William signed the birth register entry for the third-in-line to the throne at Kensington Palace this morning.
George was born on Monday last week at St Mary’s Hospital in London. His name was announced two days later.
While most new parents have to travel to a register office to formally register the birth of their child, Westminster City Council registrar Alison Cathcart travelled to Kensington Palace for William to carry out the task.
A brief statement from the palace said: “The Duke and Duchess of Cambridge have formally registered the birth of Prince George.
“The Duke of Cambridge signed the birth register at Kensington Palace this morning, witnessed by a Registrar from Westminster Register Office.”
The register entry from which the birth certificate is produced was filled in by the registrar and signed by William. It gives the date and place of Prince George’s birth and his full name as His Royal Highness Prince George Alexander Louis of Cambridge.
William’s full name, His Royal Highness Prince William Arthur Philip Louis Duke of Cambridge, is also given, along with his place of birth in Paddington, Westminster - he was born at the same hospital.
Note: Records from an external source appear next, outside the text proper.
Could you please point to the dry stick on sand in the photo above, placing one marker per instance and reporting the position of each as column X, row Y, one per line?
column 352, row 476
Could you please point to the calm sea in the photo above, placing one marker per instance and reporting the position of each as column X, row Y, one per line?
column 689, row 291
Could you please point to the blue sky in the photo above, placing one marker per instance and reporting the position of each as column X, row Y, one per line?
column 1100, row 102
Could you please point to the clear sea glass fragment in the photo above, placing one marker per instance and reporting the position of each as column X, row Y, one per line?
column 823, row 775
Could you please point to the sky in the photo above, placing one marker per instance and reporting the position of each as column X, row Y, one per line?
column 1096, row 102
His occupation is listed as Prince of the United Kingdom.
His wife’s full name is given as Catherine Elizabeth Her Royal Highness, The Duchess of Cambridge, with her occupation described as Princess of the United Kingdom.
Her place of birth is listed as Reading, and her maiden name of Middleton is also included on the document.
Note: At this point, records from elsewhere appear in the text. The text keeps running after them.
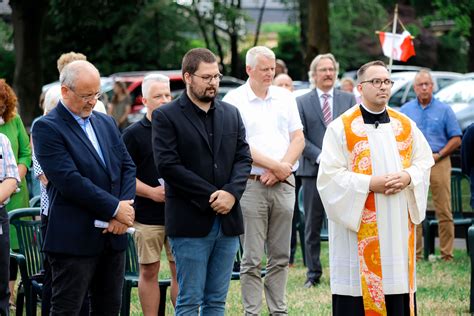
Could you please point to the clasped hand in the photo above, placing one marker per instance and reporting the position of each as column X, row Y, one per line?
column 123, row 219
column 391, row 183
column 222, row 201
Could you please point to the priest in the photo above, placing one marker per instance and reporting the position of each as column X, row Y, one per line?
column 373, row 180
The couple’s “usual address” is given as Kensington Palace, London.
The certificate is signed by William, as well as Ms Cathcart, whose title on the document is given as deputy registrar.
Ms Cathcart, who has been Westminster City Council’s superintendent registrar for 22 years, has presided over several celebrity marriages including Sylvester Stallone, Joan Collins, Barbara Windsor and comedian David Walliams.
She said: “It was of course a great pleasure to work with Kensington Palace in arranging the signing of the birth certificate for Prince George.
“This cements an association with Westminster City Council and royal births in the borough that goes back decades. We registered the birth of the Queen and Prince Charles and Princes William and Harry so it’s great to see that tradition continue.
“We can now add Prince George to that collection and again congratulate the Duke and Duchess on the birth of their son.”